2. The high-precision numerically-controlled machine tool workbench according to claim 1, wherein the Y-axis moving mechanism comprises a linear motor (3); the linear motor (3) comprises a track stator (31) and a coil rotor (32) which are matched, and the track stator (31) is fixed on the workbench (1) along a Y axis; the top end of the coil rotor (32) is bolted with a sliding seat (5); linear guide rails (4) are symmetrically arranged on two sides of the track stator (31) in parallel, a plurality of matched sliding blocks are arranged on the linear guide rails (4), and the sliding blocks are uniformly distributed and bolted on the sliding seat (5).

3. The high-precision numerical control machine tool workbench according to claim 2, wherein the Y-axis moving mechanism further comprises a grating ruler (6) and a scanning head (7) which are matched, and the grating ruler (6) is fixed on the side wall of the workbench (1) along the Y axis; the scanning head (7) is bolted on the sliding seat (5) through a connecting seat (71).

4. A high-precision numerically-controlled machine tool workbench according to claim 3, wherein a vertical groove plate (91) is arranged on the inner side of the Y-axis moving mechanism, and the groove plate (91) is fixed at the top end of the workbench (1); the two ends of the groove plate (91) are slidably provided with telescopic protective covers (9).

5. The high-precision numerical control machine tool workbench according to any one of claims 2 to 4, wherein a plurality of mounting process holes (13) are formed in the workbench (1), and the plurality of mounting process holes (13) are used for bolting the sliding block and the coil mover (32) on the sliding seat (5) from the bottom of the workbench (1).

6. The high-precision numerical control machine tool workbench according to claim 5, wherein a protection plate (14) is arranged at the bottom of the mounting process hole (13), and the protection plate (14) is bolted on the workbench (1).

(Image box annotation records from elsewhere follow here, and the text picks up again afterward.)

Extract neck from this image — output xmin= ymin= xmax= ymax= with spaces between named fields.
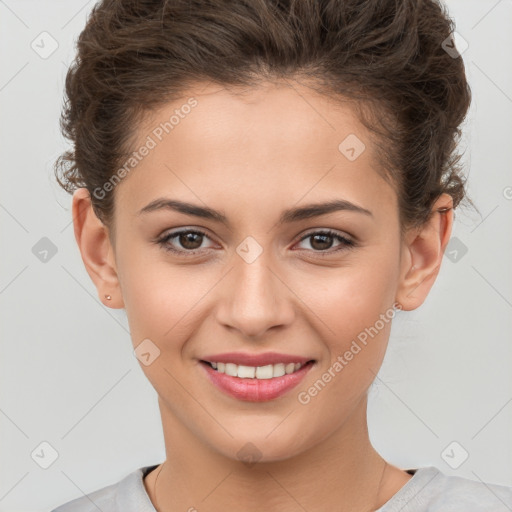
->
xmin=145 ymin=397 xmax=410 ymax=512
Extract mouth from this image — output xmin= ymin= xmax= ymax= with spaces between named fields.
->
xmin=199 ymin=357 xmax=316 ymax=402
xmin=200 ymin=359 xmax=315 ymax=380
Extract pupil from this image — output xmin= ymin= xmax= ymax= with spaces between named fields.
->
xmin=311 ymin=235 xmax=332 ymax=249
xmin=180 ymin=233 xmax=202 ymax=249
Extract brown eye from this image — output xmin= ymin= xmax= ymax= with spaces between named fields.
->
xmin=157 ymin=229 xmax=209 ymax=256
xmin=294 ymin=230 xmax=356 ymax=256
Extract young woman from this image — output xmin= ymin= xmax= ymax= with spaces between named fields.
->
xmin=51 ymin=0 xmax=512 ymax=512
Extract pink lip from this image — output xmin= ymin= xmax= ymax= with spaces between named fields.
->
xmin=199 ymin=358 xmax=314 ymax=402
xmin=201 ymin=352 xmax=312 ymax=366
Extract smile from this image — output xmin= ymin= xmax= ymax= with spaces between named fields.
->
xmin=199 ymin=359 xmax=316 ymax=402
xmin=203 ymin=361 xmax=307 ymax=379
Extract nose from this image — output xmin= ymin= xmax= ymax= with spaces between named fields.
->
xmin=217 ymin=251 xmax=295 ymax=339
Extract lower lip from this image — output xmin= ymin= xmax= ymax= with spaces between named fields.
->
xmin=200 ymin=361 xmax=314 ymax=402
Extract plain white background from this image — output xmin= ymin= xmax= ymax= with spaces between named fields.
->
xmin=0 ymin=0 xmax=512 ymax=512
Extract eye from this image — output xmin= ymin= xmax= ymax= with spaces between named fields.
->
xmin=156 ymin=229 xmax=213 ymax=256
xmin=156 ymin=229 xmax=356 ymax=257
xmin=292 ymin=229 xmax=356 ymax=256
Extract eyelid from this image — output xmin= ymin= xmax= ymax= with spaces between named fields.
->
xmin=154 ymin=226 xmax=357 ymax=257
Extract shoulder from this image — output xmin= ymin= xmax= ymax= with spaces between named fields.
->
xmin=378 ymin=466 xmax=512 ymax=512
xmin=51 ymin=466 xmax=156 ymax=512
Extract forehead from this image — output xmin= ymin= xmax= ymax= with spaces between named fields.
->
xmin=116 ymin=82 xmax=393 ymax=221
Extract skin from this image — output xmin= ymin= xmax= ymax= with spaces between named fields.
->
xmin=73 ymin=82 xmax=453 ymax=512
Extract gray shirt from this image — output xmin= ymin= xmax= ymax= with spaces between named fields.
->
xmin=51 ymin=465 xmax=512 ymax=512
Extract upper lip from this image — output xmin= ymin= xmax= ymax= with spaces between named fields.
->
xmin=202 ymin=352 xmax=313 ymax=366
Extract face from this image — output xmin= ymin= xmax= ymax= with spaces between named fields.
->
xmin=82 ymin=80 xmax=438 ymax=461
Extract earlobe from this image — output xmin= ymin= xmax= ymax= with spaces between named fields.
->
xmin=72 ymin=188 xmax=124 ymax=309
xmin=395 ymin=194 xmax=453 ymax=311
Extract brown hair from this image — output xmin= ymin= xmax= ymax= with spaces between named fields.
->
xmin=55 ymin=0 xmax=472 ymax=238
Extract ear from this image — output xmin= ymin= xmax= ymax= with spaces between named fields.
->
xmin=72 ymin=188 xmax=124 ymax=309
xmin=395 ymin=194 xmax=453 ymax=311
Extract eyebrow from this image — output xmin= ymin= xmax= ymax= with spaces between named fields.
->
xmin=137 ymin=197 xmax=373 ymax=227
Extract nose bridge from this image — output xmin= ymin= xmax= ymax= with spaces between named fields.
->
xmin=219 ymin=237 xmax=293 ymax=337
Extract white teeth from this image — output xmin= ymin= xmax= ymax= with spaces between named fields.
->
xmin=285 ymin=363 xmax=295 ymax=375
xmin=210 ymin=362 xmax=303 ymax=379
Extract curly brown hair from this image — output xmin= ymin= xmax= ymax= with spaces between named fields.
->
xmin=54 ymin=0 xmax=472 ymax=237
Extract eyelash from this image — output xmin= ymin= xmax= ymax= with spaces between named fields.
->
xmin=156 ymin=229 xmax=357 ymax=258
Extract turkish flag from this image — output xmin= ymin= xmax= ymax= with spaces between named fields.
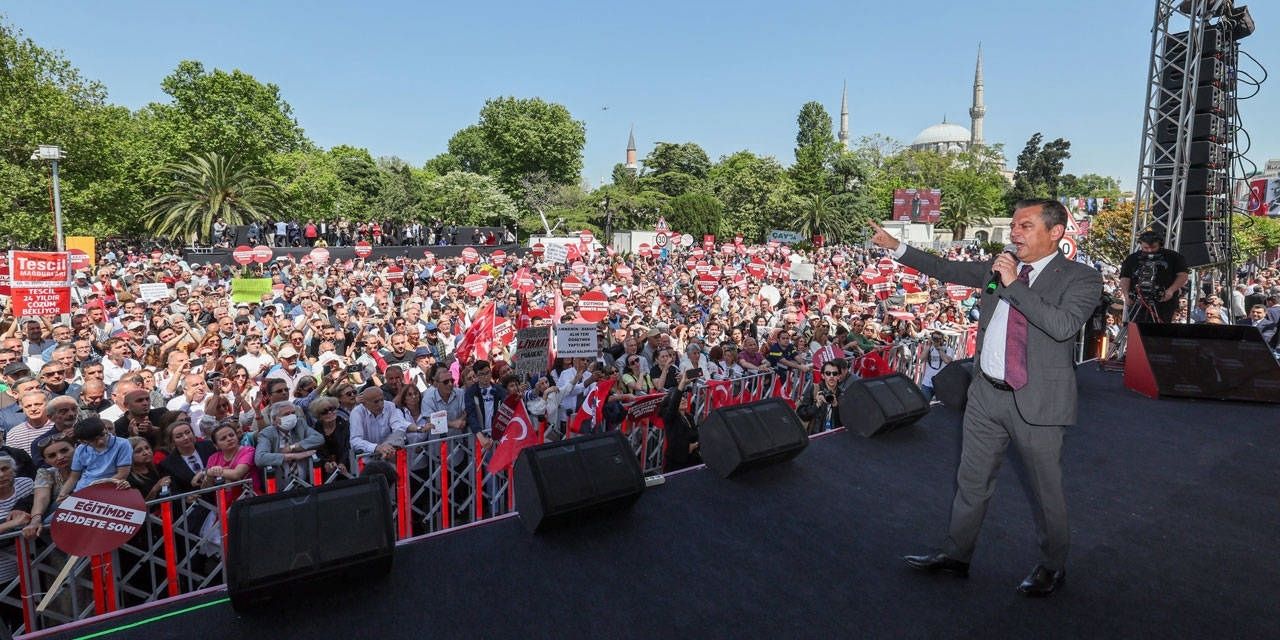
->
xmin=568 ymin=378 xmax=618 ymax=434
xmin=707 ymin=380 xmax=735 ymax=411
xmin=457 ymin=301 xmax=498 ymax=366
xmin=489 ymin=393 xmax=538 ymax=474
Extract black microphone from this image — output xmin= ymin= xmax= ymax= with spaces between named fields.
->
xmin=987 ymin=244 xmax=1018 ymax=293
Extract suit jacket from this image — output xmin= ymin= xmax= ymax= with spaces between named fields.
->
xmin=899 ymin=247 xmax=1102 ymax=425
xmin=157 ymin=440 xmax=216 ymax=493
xmin=462 ymin=383 xmax=507 ymax=434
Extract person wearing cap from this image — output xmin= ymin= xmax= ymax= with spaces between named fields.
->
xmin=1120 ymin=230 xmax=1190 ymax=323
xmin=266 ymin=344 xmax=311 ymax=396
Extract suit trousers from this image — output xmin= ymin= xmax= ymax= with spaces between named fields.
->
xmin=942 ymin=375 xmax=1070 ymax=571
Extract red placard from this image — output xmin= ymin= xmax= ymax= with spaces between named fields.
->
xmin=698 ymin=274 xmax=719 ymax=296
xmin=561 ymin=275 xmax=582 ymax=296
xmin=462 ymin=274 xmax=489 ymax=298
xmin=50 ymin=484 xmax=147 ymax=557
xmin=577 ymin=289 xmax=609 ymax=323
xmin=232 ymin=244 xmax=253 ymax=266
xmin=9 ymin=251 xmax=72 ymax=316
xmin=67 ymin=248 xmax=91 ymax=271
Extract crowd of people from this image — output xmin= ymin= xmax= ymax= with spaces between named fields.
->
xmin=0 ymin=223 xmax=1280 ymax=627
xmin=210 ymin=220 xmax=516 ymax=247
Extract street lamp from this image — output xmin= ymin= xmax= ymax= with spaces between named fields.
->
xmin=31 ymin=145 xmax=67 ymax=251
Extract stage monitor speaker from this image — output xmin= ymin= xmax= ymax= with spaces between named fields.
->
xmin=933 ymin=358 xmax=973 ymax=411
xmin=516 ymin=431 xmax=644 ymax=531
xmin=698 ymin=398 xmax=809 ymax=477
xmin=840 ymin=374 xmax=937 ymax=438
xmin=227 ymin=477 xmax=396 ymax=609
xmin=1124 ymin=323 xmax=1280 ymax=402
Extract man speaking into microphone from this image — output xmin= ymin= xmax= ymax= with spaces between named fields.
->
xmin=872 ymin=200 xmax=1102 ymax=596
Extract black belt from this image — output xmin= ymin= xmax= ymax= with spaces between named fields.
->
xmin=980 ymin=371 xmax=1014 ymax=392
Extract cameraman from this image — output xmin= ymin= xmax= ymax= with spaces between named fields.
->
xmin=796 ymin=358 xmax=849 ymax=434
xmin=920 ymin=332 xmax=955 ymax=401
xmin=1120 ymin=230 xmax=1190 ymax=323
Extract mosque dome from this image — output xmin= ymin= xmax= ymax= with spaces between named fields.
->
xmin=911 ymin=118 xmax=970 ymax=152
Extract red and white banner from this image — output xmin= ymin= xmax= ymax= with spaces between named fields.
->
xmin=489 ymin=393 xmax=538 ymax=474
xmin=9 ymin=251 xmax=72 ymax=317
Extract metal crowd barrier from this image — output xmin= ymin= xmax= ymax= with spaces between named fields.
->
xmin=0 ymin=479 xmax=253 ymax=634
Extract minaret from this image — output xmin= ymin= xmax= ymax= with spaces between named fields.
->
xmin=969 ymin=42 xmax=987 ymax=147
xmin=626 ymin=124 xmax=640 ymax=172
xmin=840 ymin=81 xmax=849 ymax=151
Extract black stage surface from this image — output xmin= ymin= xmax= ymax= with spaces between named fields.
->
xmin=37 ymin=366 xmax=1280 ymax=640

7. The high-precision numerically-controlled machine tool workbench according to claim 6, wherein rubber anti-collision blocks (8) are arranged at two ends of the track stator (31), and the rubber anti-collision blocks (8) are fixed on the workbench (1).

8. The high-precision numerically-controlled machine tool workbench according to claim 4, wherein the cross section of the protective cover (9) is rectangular.

9. The high-precision numerical control machine tool workbench according to claim 1, wherein a backing plate (22) is arranged between the workbench (1) and the supporting beam (2).